ASTRAL-1 randomized 815 treatment-naïve AML pts ineligible for intensive chemotherapy in a 1:1 ratio to either guadecitabine or treatment-choice (TC) of AZA, DEC, LDAC (NCT02348489). Study protocol and results have been presented previously (Fenaux, EHA 2019). Briefly, adult (≥18 years of age) pts with newly-diagnosed AML ineligible for intensive chemotherapy based on age of 75 years or older, major organ comorbidities, and Eastern Cooperative Oncology Group performance status (ECOG PS) of 2-3 were eligible for enrollment. Exclusion criteria included prior treatment with AZA or DEC, extramedullary central nervous system AML, inability to tolerate treatment in the TC arm, or refractory congestive heart failure, uncontrolled active infection, or advanced pulmonary disease. Pts were pre-selected to receive either AZA, DEC, or LDAC with subsequent 1:1 randomization to either guadecitabine or TC in the respective arm. Patients treated with standard doses and schedules of AZA or DEC within the TC arm were included in the subgroup analysis presented here. Co-primary outcomes were rates of complete response (CR) and median, 1-year, and 2-year overall survival (OS) as defined by the International Working Group response criteria for AML. Composite CR (CRc) was defined as the composite of CR, CR with incomplete platelet count recovery (CRp), and CR with incomplete cell count recovery (CRi).

Rates of CR among pts treated with AZA and DEC were compared using Fisher’s exact test. Survival outcomes were compared using log-rank tests to compare the hazard ratio for death among the AZA and DEC treated pts. Subgroup analyses for OS stratified by patient and disease characteristics were performed.

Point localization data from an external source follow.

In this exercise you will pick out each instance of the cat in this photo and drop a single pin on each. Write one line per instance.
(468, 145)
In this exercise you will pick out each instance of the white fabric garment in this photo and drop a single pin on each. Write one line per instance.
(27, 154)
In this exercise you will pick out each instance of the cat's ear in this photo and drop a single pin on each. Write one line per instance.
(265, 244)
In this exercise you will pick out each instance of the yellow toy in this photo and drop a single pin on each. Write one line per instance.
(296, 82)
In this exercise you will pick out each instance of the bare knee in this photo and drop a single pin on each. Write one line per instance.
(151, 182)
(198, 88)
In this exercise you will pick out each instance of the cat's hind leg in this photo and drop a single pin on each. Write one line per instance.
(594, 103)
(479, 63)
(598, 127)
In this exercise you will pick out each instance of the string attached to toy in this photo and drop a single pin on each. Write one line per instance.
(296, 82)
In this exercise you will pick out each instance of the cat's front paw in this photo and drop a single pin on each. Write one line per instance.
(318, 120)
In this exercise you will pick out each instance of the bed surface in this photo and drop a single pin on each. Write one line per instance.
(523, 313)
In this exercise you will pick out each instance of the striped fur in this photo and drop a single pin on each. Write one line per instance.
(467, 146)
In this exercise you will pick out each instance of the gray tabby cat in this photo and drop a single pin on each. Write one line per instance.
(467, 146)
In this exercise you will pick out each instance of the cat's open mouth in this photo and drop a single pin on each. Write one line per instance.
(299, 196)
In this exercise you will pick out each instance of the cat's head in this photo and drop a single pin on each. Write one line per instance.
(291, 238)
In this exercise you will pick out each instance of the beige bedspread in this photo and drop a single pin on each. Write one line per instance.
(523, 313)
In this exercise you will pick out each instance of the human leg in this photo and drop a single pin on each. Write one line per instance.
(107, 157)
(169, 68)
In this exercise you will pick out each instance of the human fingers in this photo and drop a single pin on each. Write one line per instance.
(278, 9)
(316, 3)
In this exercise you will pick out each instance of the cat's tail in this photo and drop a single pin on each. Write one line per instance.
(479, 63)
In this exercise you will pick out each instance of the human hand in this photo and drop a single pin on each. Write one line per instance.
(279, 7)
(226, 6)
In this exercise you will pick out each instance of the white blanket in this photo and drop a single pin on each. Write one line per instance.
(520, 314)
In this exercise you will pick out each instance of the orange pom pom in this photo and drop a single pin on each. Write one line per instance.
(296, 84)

815 patients were enrolled in the ASTRAL-1 trial across 144 sites in 24 countries with 171 and 167 pts being randomized to and treated with AZA and DEC in the TC arm of the trial, respectively. Baseline patient and disease characteristics were well-balanced between the AZA and DEC-treated pts (Table 1). The median number of treatment cycles was 6 (range [R]: 1-31) in the AZA arm and 5 (R: 1-34) in the DEC arm. There was no statistically significant difference in the co-primary endpoint of CR with 30 pts (17.5%) in the AZA and 32 pts (19.2%) in the DEC arm achieving CR (p=0.78). The rate of CRc (CR + CRp + CRi) was comparable among AZA and DEC-treated patients with 22.2% (38 out of 171 pts) and 25.1% (42 out of 167 pts), respectively (Table 2). Median OS between AZA and DEC-treated pts was similar with 8.7 months and 8.2 months in the two arms, respectively (hazard ratio [HR] for death: 0.97; 95% CI: 0.77-1.23; p=0.81). One-year and 2-year OS was comparable in both groups with 39% and 15% in the AZA arm and 32% and 14% in the DEC arm, respectively. Median OS estimates in clinically or genetically-defined patient subgroups were similar between AZA and DEC-treated pts. Serious adverse events leading to death occurred more frequently in the AZA arm compared with DEC (AZA: 38% vs 26% with DEC; p=0.02).


Outcomes in treatment-naïve AML pts ineligible for intensive chemotherapy treated with AZA or DEC in the randomized phase III ASTRAL-1 trial are comparable with CR rates of 17.5% and 19.2% and median OS of 8.7 months and 8.2 months, respectively. No patient, disease, or molecular characteristics predicted a higher likelihood of response to either AZA or DEC. Safety in this frail patient population was comparable to prior trails of HMAs in AML and no major safety differences between AZA and DEC were detected although fatal serious adverse events tended to be higher in the AZA-treated cohort.